Parabens are widely used in cosmetic, pharmaceutical, and food products. The most frequently used parabens -the ones you will see listed on your personal care and cosmetic product labels – are:
Methyl- and propylparaben are the most commonly used preservatives in cosmetics, and are allowed in concentrations up to 1%. Parabens are found in:
- Shampoos and conditioners
- Hair care products
- Shave gels
- Personal lubricants
- Sunscreen and tanning lotions
- Deodorants and antiperspirants
- Food additives
- Topical and parenteral pharmaceuticals
Unfortunately there is little meaningful research on the negative health effects of parabens.
However, because usage tends to be daily and accumulates over several decades, some scientists and doctors are becoming concerned about the possible health effects of these chemicals.
Just because the studies haven’t been done yet, it doesn’t mean there isn’t a problem. After all, the earth used to be “flat”.
Hompes Method Testing Toolkit
Pthalate & Paraben Tests
It is possible to test for the excretion of phthalates and parabens using a simple, home-based urine test. Several phthalate and paraben chemicals are analysed in the urine sample.
Please click here to learn more about the test and view sample reports. There, you’ll find my own phthalate/paraben test result.
Safe and Effective Detoxification
The Hompes Method can guide you through a safe and gentle detoxification programme, which I call the “Hompes Method 1,2,3’s of Detoxification“.

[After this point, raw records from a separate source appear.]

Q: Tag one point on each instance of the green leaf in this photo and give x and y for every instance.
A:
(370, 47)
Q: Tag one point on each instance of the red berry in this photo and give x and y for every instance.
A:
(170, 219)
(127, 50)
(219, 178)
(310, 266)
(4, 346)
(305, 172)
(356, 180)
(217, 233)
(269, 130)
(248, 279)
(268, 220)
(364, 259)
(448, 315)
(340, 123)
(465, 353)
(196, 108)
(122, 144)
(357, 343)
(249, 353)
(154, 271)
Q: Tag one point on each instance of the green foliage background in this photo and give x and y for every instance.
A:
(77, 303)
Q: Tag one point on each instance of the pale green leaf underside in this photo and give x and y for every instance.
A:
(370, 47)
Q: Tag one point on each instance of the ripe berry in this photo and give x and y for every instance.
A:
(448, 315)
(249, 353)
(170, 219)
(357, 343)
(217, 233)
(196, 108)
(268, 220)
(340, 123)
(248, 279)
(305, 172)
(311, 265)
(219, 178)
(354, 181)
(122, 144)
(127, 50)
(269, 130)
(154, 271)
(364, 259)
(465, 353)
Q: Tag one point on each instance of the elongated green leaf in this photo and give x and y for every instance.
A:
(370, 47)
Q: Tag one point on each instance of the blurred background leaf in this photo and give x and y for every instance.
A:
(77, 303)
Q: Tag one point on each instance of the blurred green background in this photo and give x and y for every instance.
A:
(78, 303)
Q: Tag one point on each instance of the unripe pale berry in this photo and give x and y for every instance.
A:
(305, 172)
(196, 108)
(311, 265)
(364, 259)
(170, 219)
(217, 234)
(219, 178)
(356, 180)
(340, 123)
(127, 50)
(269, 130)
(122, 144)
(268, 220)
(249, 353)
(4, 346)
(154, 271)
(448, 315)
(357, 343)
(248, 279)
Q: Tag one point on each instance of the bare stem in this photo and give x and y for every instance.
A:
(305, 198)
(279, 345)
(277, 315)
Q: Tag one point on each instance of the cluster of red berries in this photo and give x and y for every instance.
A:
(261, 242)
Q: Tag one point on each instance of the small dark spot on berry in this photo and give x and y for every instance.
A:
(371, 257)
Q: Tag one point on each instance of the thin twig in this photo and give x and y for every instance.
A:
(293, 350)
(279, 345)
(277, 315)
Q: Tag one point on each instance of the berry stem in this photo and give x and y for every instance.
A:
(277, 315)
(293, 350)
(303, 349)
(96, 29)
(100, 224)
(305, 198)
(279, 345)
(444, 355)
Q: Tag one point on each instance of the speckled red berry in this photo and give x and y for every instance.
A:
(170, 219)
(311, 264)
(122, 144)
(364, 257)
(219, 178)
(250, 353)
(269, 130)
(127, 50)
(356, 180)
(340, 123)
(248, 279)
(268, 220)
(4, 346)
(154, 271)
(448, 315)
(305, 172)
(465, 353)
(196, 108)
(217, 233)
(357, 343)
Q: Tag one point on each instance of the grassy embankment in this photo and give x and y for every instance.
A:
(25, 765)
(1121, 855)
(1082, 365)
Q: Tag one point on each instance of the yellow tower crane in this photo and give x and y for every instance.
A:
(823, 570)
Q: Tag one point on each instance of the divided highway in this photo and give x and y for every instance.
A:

The first step in detoxifying your body is to avoid putting toxins in! All too often, this step is overlooked. If you try to detoxify your body while you’re still loading up on toxins, you’re wasting your time – it’s like trying to empty a basin of water while the taps are still on.
Toxin minimization involves:
- Eating clean food
- Drinking clean water
- Breathing air that’s as clean as possible
- Putting less toxins on your skin
- Optimising digestive function (see step two!)
It’s essential to optimize your digestive function. Why? Well, a digestive system full of bad bugs is a toxic digestive system – it leaks toxins into your body, overloading your liver’s ability to remove toxins.
A further problem is that a damaged digestive system can’t absorb nutrients effectively, and nutrients such as amino acids, vitamins and minerals are needed for proper detoxification!
Once nutrition, environment and digestion have been optimized, a carefully planned detoxification programme can be implemented using specific supplements and cleanses.